As the world prepares to observe yet another Environment Day, our thoughts turn to Mahatma Gandhi, who, without ever using any of the modern jargons, was perhaps the greatest 'environmentalists' of our times. Gandhi knew that unless man lived in harmony with nature and unless he stopped exploiting nature he would certainly tread the path of destruction. In his own way, he talked of conservation and sustainability. His frame of non-violence comprehended non-violence to nature as much as to man.
In this column, we would like to take you twenty two years back in time, to a little village called Gopeshwar nestling in the Himalayas which saw the birth of a great movement - the Chipko.

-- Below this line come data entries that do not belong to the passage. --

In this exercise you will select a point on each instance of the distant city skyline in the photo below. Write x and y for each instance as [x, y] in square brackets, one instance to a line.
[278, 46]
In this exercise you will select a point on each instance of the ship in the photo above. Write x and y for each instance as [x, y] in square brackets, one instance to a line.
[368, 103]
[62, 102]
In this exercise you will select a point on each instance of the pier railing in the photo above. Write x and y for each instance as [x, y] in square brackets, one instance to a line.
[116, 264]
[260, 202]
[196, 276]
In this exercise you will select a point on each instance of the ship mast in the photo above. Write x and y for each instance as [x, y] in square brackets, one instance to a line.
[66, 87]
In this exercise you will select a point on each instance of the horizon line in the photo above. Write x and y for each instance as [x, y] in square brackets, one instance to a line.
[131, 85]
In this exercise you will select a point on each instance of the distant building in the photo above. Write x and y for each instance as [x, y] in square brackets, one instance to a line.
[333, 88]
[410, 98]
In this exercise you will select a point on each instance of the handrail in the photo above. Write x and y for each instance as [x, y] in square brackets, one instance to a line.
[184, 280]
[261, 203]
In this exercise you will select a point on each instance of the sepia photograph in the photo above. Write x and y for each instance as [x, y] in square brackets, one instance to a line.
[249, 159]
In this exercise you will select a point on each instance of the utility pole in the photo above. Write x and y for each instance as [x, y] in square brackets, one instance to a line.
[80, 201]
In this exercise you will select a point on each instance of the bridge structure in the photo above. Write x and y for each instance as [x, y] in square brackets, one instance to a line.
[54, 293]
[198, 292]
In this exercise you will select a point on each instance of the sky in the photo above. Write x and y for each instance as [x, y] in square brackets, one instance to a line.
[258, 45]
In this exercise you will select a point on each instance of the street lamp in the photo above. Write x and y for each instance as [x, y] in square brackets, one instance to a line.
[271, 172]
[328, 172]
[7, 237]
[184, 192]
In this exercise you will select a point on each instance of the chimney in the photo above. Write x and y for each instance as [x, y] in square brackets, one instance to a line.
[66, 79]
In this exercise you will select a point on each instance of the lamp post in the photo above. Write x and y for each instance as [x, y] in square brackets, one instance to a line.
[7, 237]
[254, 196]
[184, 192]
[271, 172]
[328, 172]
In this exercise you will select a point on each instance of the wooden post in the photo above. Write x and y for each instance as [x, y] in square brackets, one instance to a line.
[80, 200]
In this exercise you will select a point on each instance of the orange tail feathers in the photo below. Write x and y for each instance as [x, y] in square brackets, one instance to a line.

Chipko! When the District Magistrate first heard the word, he smirked. But he could not laugh it away, knowing the strength of the Dashauli Gram Swarajya Sangh of Gopeshwar. The chief aim and objective of the Sangh was to stop the abuse of forests of Uttarakhand by contractors from plains and instead, use the forest resources for giving productive job opportunities to the local people.

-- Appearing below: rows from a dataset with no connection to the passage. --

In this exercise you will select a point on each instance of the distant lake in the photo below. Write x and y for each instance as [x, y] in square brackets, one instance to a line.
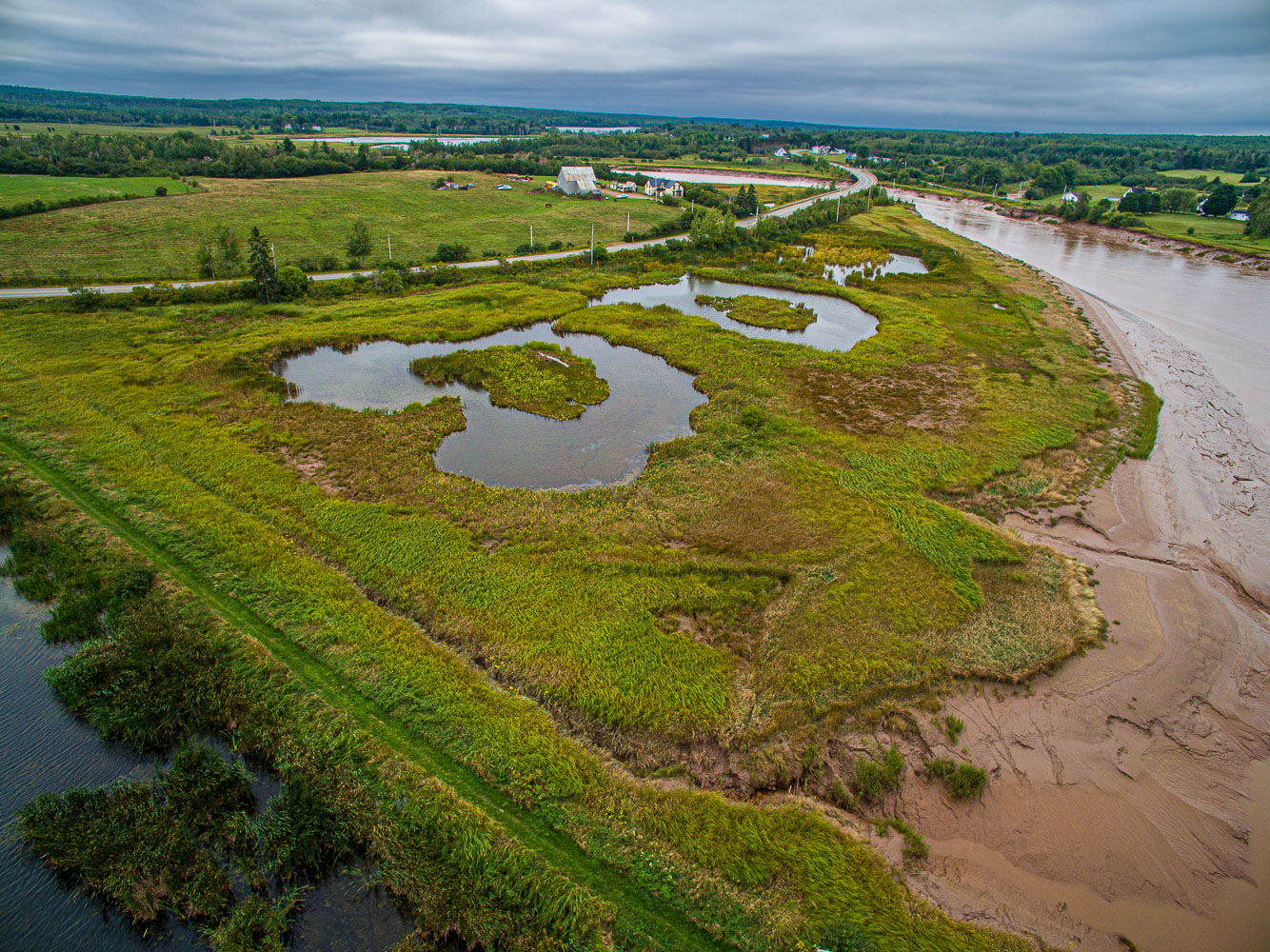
[726, 178]
[402, 140]
[598, 129]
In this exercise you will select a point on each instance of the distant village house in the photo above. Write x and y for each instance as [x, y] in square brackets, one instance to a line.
[661, 188]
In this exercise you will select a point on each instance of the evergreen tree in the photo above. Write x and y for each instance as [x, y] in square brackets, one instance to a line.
[358, 242]
[261, 265]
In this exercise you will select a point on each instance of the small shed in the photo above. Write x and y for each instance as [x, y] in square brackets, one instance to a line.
[577, 181]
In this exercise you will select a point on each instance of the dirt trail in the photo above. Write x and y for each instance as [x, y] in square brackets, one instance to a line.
[1129, 791]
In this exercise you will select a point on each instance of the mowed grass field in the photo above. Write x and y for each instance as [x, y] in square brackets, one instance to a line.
[770, 582]
[310, 217]
[15, 189]
[1206, 174]
[103, 129]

It is no surprise that Chipko should be inspired by Gandhian ideals. The leader of the Chipko movement was Chandi Prasad Bhatt who belongs to the Gandhian school of thought.
The Symon Company of Allahabad, a manufacturer of sports goods, had been allotted some ash trees from the Mangal Forest which was barely 13 kilometers away from Gopeshwar. The Sangh resolved to fight for the rights of the people. Each passing day brought near the confrontation when the agents of the Symon Company were to come and take away the sanctioned trees.

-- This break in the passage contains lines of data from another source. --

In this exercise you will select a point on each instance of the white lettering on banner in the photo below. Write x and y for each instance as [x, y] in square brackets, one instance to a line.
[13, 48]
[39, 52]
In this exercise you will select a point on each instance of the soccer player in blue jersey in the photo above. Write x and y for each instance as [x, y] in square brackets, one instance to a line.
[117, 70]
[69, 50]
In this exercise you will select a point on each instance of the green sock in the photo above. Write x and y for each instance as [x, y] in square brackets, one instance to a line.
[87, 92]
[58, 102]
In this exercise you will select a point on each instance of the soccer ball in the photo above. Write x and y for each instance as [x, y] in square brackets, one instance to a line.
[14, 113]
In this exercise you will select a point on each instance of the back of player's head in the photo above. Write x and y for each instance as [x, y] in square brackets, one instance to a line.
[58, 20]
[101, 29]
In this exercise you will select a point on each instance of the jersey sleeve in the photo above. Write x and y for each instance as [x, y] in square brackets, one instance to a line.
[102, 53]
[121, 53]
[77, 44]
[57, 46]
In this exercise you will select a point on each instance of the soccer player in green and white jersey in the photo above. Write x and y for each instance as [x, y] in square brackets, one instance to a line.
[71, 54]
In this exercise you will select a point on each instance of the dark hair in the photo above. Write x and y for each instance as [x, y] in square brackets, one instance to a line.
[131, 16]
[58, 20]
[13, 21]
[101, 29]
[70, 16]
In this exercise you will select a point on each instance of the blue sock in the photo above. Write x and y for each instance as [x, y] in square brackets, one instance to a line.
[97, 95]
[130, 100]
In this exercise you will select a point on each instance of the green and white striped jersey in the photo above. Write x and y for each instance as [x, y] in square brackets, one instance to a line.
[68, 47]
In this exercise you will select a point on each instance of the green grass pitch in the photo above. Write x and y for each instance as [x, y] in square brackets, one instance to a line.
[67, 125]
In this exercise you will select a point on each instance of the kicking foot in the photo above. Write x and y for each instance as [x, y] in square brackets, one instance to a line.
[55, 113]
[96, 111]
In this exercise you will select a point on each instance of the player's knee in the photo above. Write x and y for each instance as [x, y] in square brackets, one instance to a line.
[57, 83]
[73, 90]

In spite of warnings from the top, the policies and plans being pursued in the forests remained the same. After reading newspaper reports of the Indian floods due to rapid felling of trees, Miss Slade (Gandhiji's well known British disciple Mira Behn) wrote in an English daily of New Delhi expressing her concern. But who was there to listen?
In April 1973, a public meeting was held in the Dashauli Gram Swarajya Sangh's courtyard to decide on direct action against the Symon Company. The question was the same in every village, "How can we save the trees from being axed ?" That was the moment Chandi Prasad had been waiting for. "You can save the forest by cling to the trees, and dare them to let their axes fall on your backs, " he said. Startled at his suggestion one of the villagers exclaimed, "Can we really save such a big forest from being felled?" Chandi Prasad did not say anything. He was well aware that ultimately the success of the Chipko action depended on them. It took a while, but the meeting finally accepted the suggestion, though the village women sitting in the back kept laughing at the word "Chipko". Little did they know then that, one day, they the women, would have a great hand in saving the by holding them in their protective embrace.